本館に入ると、やや暗いひんやりとした空間が広がっていた。中央まで進むと、空から見れば十字の形をした展示スペースになっていることが分かる。壁には整然と絵が掛かり、パレットや写真、手紙といった作者たちの遺品も通路に陳列されていた。

本館の内部

作品の大きさやモチーフは様々だが、それぞれの作者が、美術学校に在籍した学生、または独自に絵を学んでいた絵描きの卵だった点は同じだ。そして、彼らが戦争のために命を落としたという人生の結末も共通している。

作品ごとに、エピソードがある。

女性が横を向いて立つ『裸婦』。描いた日高安典さんは、戦地に出発する自分を送る会が沿道で始まってもなお、絵筆を置こうとしなかった。モデルである恋人に、「必ず生きて帰ってこの絵の続きを描くから」と言い残したが、フィリピンで戦死した。享年27歳。

日高安典『裸婦』

肖像画『静子像』と、横たわる女性のデッサン『裸婦』。美術教師をしていた佐久間修さんが、妻をモデルに描いた。佐久間さんは勤労動員で生徒を引率して長崎県の航空学校へ行った時、敵機から爆撃され死んだ。享年29歳。この2枚を自室に飾っていた妻は、「私は戦後ずっと、こうやって修さんの絵に見守られながら生きてきました」と語っていたという。

佐久間修『静子像』

佐久間修『裸婦』

5人がテーブルを囲む『家族』。作者の伊澤洋さんは栃木県の農家の出身で、家族全員が学費を工面して洋さんを東京の美術学校に入学させた。この絵を保存してきた兄は「うちは本当に貧しく、洋は心の中でいつもこういう風景を夢見ていて、それで描いたんだと思います」と述懐する。「伊澤家の代表選手のような男だった」洋さんは、ニューギニアで戦死した。享年26歳。

伊澤洋『家族』

生き残った元画学生が無言館の種をまいた

東京都出身の窪島誠一郎さんが無言館を作ったきっかけは、洋画家・野見山暁治さん(96)との出会いだった。野見山さんは1942年に東京美術学校を卒業し、直後に戦争に行ったものの、満州で病気になって途中で帰国した経歴を持つ。
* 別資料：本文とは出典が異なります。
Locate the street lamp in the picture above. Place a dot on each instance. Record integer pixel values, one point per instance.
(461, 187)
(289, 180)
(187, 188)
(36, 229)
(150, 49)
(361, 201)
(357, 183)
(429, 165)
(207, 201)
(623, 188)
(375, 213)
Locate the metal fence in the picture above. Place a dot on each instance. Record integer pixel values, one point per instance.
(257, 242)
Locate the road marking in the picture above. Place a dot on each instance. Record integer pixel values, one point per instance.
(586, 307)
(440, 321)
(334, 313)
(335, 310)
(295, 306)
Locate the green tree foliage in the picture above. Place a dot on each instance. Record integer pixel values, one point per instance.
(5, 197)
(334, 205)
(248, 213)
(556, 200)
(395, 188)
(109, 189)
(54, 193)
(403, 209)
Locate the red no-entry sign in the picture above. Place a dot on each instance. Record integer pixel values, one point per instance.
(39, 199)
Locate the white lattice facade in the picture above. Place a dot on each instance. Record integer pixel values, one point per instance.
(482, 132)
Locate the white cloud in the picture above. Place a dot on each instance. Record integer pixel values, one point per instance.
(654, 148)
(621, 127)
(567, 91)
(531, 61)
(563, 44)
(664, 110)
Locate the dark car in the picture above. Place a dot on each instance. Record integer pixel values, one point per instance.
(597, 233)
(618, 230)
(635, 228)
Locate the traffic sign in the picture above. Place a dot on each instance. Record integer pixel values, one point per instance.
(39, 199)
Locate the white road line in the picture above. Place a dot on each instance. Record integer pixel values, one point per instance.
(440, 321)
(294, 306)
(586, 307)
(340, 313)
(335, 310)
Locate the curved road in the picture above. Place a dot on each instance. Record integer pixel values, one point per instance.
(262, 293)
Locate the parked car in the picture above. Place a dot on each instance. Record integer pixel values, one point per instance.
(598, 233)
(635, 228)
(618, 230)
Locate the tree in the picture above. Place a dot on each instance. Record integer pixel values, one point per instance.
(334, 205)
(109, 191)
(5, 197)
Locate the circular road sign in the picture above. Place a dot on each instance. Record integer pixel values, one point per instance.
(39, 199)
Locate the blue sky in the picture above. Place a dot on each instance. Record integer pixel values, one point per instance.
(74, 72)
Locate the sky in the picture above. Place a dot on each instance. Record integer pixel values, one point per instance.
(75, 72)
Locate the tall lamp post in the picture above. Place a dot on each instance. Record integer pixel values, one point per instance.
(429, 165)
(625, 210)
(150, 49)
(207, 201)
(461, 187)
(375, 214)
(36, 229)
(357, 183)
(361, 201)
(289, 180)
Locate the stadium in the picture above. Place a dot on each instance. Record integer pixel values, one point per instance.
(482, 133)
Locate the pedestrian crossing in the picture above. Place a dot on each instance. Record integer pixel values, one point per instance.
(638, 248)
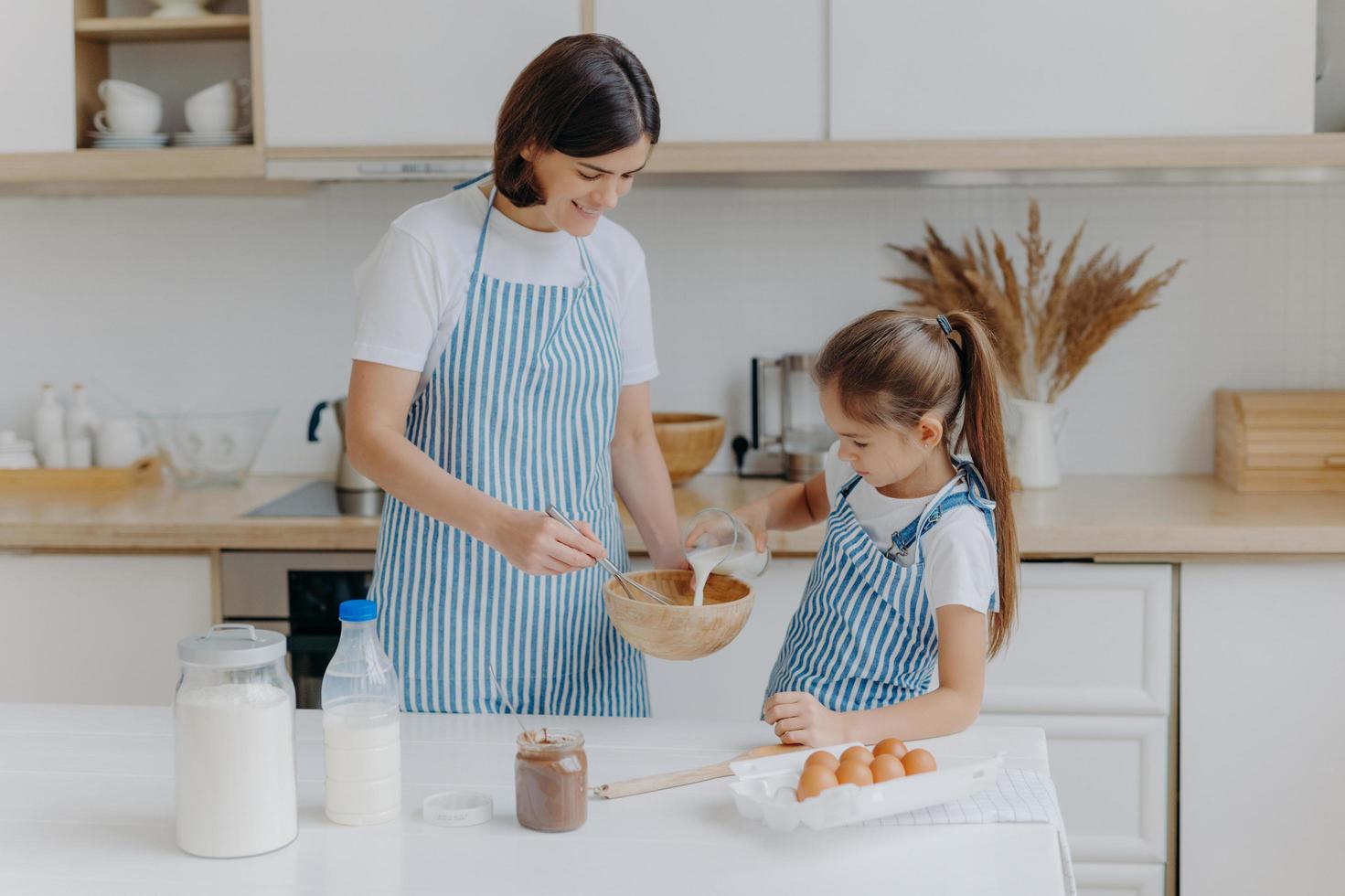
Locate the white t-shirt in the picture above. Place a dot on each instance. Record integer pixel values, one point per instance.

野見山さんは戦後50年が間近に迫る94年2月、窪島さんが同じ上田市で開いていた美術館「信濃デッサン館」を訪ねた。それは、窪島さんがほれ込んで収集した大正から昭和の夭折(ようせつ)画家の素描を展示する美術館で、野見山さんは催しへの出席のためにやって来たのだった。

野見山さんはこの時、才能のある画学生の多くが戦争で亡くなったと窪島さんに語った。戦争で傷つき、飢えに苦しみながら死んでいった仲間のことを、生きて帰ってきた野見山さんは半世紀にわたって思い続けていた。

「窪島君は早くに亡くなった絵描きの絵が好きなんだろう。放っておくと(今話した)彼らの絵はこの地上からなくなるんだよ」

これを聞いた窪島さんは、野見山さんに絵の収集を手伝わせてほしいと願い出た。何もかも手探りで、美術学校の卒業者名簿などを頼りに遺族を探すことから始まり、全国の一軒一軒を訪ねるという地道な作業が予想された。それでも、絵を消滅させたくないという衝動に駆り立てられた。

第2展示館も合わせ無言館には静けさが漂う

ただ、その時に窪島さんの頭にあったのは絵の収集だけで、美術館建設など思いもせず、「信濃デッサン館の一角に、戦没画学生のコーナーでも設けるか」と考えていた。しかも、実際に集め始めると、絵の多くは「今の芸術大学だったら入れないだろうな、この絵(の作者)は」という程度だった。夭折画家たちの天才的な絵にほれ込み、買い集めて美術館まで運営するようになっていた窪島さんの目には、画学生の絵は、当然ながらレベルの低い絵にしか映らなかった。